By now, we all know that we are supposed to be making data-driven decisions. Yet, most leaders still struggle to use data effectively. I think that one of the main culprits is that we’ve become data-intensive rather than data-driven.
I recently worked with a leader to streamline his customer satisfaction reports. His report had eight columns of metrics and thirty rows of data – one for each department in his business. That’s 240 discrete pieces of information on one report. No one can processes and keep track of that much information at once. The report was too overwhelming. It was typical of most reports that I see.
I often see reports fall into three traps:
1) They mix outcome data with diagnostic data.
2) They are focused on information rather than action
3) They try to have the most amount of information in order to answer ANY question that the user might have
The result – reports with hundreds or even thousands of data points that are almost impossible to sift through for insights.
I worked with this particular leader to correct these three problems.
Separating outcomes and diagnostic data
Take a look at your dashboard the next time you are in your car. These days, there are only a few indicator lights: oil pressure, engine temperature, and check engine. The lights don’t tell you what’s wrong. Their point is to alert you to take action. When you take the car into the mechanic, he or she plugs a diagnostic tool into a port under your steering wheel. That tool pulls the detailed diagnostic codes needed to determine the problem.
By separating the outcome/action data from the diagnostic data, car manufacturers have greatly clarified and simplified the driver’s decision-making.
The same can be true with business reports. You don’t need diagnostic and outcome information on the same report. It adds too much detail. At best it distracts you from making a decision. At worst, it obscures the decision as you focus your attention in the wrong places of the report
The leader with whom I was working needed to know upon which departments to focus his attention. That was his main decision. Once he knew where to focus, we could use the detailed diagnostic data and KPIs to figure out the specific problem.
To make his initial decision (where and how to focus) there were only two pieces of data that he needed: whether the department was hitting its target and whether the performance increasing or decreasing. So, right from the start, we were able to eliminate six columns (180 pieces of data) from the report.
Focusing on decisions
Reports shouldn’t be designed to simply inform, they should be designed to drive actions. The closer your report aligns with your decisions, the more effective it will be. Often the data on a report is two, three or four steps removed from the decision. To move your report closer to the decision, ask yourself what criteria you use to determine action (and what those subsequent actions would be).

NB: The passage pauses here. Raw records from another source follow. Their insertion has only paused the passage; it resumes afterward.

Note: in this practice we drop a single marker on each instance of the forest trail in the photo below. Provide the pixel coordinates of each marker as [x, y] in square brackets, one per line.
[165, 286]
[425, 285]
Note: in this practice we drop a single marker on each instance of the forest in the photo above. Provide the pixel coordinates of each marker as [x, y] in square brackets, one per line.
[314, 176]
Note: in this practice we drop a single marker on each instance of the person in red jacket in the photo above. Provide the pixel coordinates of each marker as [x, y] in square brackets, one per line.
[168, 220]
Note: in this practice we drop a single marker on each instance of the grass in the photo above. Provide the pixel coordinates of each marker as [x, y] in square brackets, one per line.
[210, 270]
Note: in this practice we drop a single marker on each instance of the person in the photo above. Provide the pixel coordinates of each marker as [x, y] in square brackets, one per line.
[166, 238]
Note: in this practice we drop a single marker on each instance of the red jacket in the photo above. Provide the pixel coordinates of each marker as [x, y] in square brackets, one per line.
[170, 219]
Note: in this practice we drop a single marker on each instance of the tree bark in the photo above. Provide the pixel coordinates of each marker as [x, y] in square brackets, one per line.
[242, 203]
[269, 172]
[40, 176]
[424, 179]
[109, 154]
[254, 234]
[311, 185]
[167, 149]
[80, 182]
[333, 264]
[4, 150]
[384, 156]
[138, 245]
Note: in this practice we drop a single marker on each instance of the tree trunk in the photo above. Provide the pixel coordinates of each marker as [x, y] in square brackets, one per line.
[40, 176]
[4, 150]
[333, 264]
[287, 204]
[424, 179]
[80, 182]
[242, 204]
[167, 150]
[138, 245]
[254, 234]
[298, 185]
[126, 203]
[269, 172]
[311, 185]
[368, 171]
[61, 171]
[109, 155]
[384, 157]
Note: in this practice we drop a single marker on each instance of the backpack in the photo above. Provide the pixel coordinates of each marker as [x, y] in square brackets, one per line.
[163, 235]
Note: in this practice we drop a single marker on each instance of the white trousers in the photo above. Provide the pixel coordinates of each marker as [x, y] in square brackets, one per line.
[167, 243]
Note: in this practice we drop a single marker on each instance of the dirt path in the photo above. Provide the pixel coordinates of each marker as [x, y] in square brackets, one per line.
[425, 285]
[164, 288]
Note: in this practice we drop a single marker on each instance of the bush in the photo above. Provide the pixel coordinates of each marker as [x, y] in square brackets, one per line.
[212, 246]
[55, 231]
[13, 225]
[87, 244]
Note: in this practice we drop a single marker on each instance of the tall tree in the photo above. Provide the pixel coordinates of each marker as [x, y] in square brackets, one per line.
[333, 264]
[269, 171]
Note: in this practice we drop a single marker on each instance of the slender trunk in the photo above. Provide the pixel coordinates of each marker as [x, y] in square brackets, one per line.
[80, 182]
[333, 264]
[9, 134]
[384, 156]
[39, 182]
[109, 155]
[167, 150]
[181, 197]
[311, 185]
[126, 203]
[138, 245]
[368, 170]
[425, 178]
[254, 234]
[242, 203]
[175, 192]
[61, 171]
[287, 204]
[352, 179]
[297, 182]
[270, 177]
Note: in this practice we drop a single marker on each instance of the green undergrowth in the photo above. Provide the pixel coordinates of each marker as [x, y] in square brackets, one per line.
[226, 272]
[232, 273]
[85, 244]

Joe chose one of three simple actions in response to his department’s performance:
- Take major and immediate action
- No immediate action needed but needs to monitor performance
- No action required at all
These actions might sound overly simple. But, they represented the first set of decisions he made in determining how and where to act. All of the extra data on his reported, clouded his ability to triage and make this simple set of decisions.
His decision rules and actions are summarized in the following chart:
We now had the data aligned with his decision process.
Focusing data
Trying to have one report that can answer any possible question reduces the report’s effectiveness at answering any specific questions. There’s too much data to absorb. The best reports have least amount of information needed to take action.

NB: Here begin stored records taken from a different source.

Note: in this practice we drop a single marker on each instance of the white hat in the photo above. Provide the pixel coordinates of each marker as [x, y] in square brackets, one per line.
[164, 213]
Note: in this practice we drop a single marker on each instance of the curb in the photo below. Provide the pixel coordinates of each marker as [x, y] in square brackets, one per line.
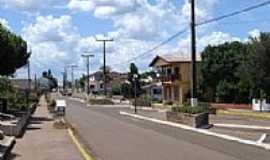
[82, 151]
[240, 126]
[257, 115]
[185, 127]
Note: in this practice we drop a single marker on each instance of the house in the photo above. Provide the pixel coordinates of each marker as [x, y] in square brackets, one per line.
[174, 71]
[154, 90]
[22, 84]
[96, 81]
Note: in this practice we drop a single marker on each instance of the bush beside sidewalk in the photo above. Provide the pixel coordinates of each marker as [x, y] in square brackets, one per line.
[42, 141]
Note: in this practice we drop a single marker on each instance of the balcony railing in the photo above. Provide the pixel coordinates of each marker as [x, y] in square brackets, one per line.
[171, 77]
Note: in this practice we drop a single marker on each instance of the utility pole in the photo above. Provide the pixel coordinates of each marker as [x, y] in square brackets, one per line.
[72, 76]
[35, 82]
[135, 77]
[193, 56]
[104, 62]
[29, 82]
[87, 56]
[65, 79]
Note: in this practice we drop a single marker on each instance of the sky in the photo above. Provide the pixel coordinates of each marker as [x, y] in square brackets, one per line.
[59, 31]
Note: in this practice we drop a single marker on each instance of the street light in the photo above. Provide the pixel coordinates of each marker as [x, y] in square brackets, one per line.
[72, 66]
[135, 76]
[87, 56]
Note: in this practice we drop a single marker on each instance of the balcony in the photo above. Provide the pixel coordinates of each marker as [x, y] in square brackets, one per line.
[171, 77]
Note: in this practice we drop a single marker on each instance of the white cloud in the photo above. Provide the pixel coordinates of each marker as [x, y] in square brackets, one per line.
[4, 22]
[216, 38]
[52, 40]
[31, 5]
[83, 5]
[254, 33]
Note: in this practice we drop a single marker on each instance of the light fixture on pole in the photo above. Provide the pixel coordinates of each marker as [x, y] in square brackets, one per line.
[87, 56]
[135, 77]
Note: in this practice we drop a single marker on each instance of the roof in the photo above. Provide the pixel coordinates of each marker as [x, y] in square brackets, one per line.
[173, 58]
[21, 83]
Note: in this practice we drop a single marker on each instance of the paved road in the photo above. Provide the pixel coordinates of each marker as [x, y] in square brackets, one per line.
[114, 137]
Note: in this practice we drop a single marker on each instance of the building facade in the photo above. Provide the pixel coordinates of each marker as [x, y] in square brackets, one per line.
[175, 75]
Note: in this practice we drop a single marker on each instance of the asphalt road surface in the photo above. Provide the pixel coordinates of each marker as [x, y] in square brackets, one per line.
[111, 136]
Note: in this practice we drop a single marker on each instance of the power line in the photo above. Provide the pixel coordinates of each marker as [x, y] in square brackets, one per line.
[199, 24]
[155, 47]
[234, 13]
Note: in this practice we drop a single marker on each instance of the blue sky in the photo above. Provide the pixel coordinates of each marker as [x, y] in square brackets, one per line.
[60, 31]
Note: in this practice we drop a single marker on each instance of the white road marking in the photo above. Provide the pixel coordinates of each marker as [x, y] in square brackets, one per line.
[243, 126]
[206, 132]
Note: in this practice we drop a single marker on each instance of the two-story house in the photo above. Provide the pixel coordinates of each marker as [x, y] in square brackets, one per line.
[174, 71]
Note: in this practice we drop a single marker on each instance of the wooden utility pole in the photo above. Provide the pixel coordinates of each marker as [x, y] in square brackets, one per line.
[72, 76]
[104, 62]
[193, 56]
[87, 56]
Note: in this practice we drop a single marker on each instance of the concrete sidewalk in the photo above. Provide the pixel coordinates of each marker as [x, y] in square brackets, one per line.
[43, 142]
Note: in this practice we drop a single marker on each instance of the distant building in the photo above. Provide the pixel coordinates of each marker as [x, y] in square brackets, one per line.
[22, 84]
[96, 81]
[154, 90]
[175, 71]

Our final step was to redesign his reports to align his data and decisions. His new report simply placed each department into the appropriate box on his decision model.
Now, instead of having a report that forces him to wade through 240 pieces of data to determine an action he has a report where the actions pop right off the page. Of course, this report doesn’t provide the specific action but it does tell him where and how to focus. Notice that although this report is based on metrics and data, it doesn’t show them. It doesn’t need to at this point. His question is where and how to focus. This report answers that question simply and effectively.
Because the report is organized around his decision criteria (as opposed to the lower level information), he can also quickly assess the overall health of his organization:
- Only one item in green – This raises a flag right away.
- The majority of items are declining in performance – Could be a sign of overall organizational health or of some significant issue
- “Immediate and major action” has the most departments – We probably need to make some major organizations changes
In addition, he can more easily find patterns that might help drive his actions:
- Do the departments in the lower left have anything in common? (e.g., same manager, using similar programs, etc.)
- Do the departments in the upper right (if there was more than one) have anything in common? Can we leverage anything from those departments?
- Are the departments that are showing improvement ones that we been working on fixing?
Of course, all of those insights and questions could have come from the original report. It would have just taken a lot longer and the relationships wouldn’t have been as visible.
There are a lot of bad reports out there. We’ve become accustomed to reading and accepting them. But we don’t have to.
Many leaders tell me that they don’t have enough time to think about their data, their actions or about the “right” reports that they need. That is probably because they are spending too much time pouring through unnecessary data and reports that don’t help them make decisions.
The target/trend report is just one type of decision-based report. You can create your own reports that are much more specific to the types of decisions you make. The key is to work backward from the decision and action. When you do, you will have decision-driven data that will be much more effective for supporting data-driven decisions.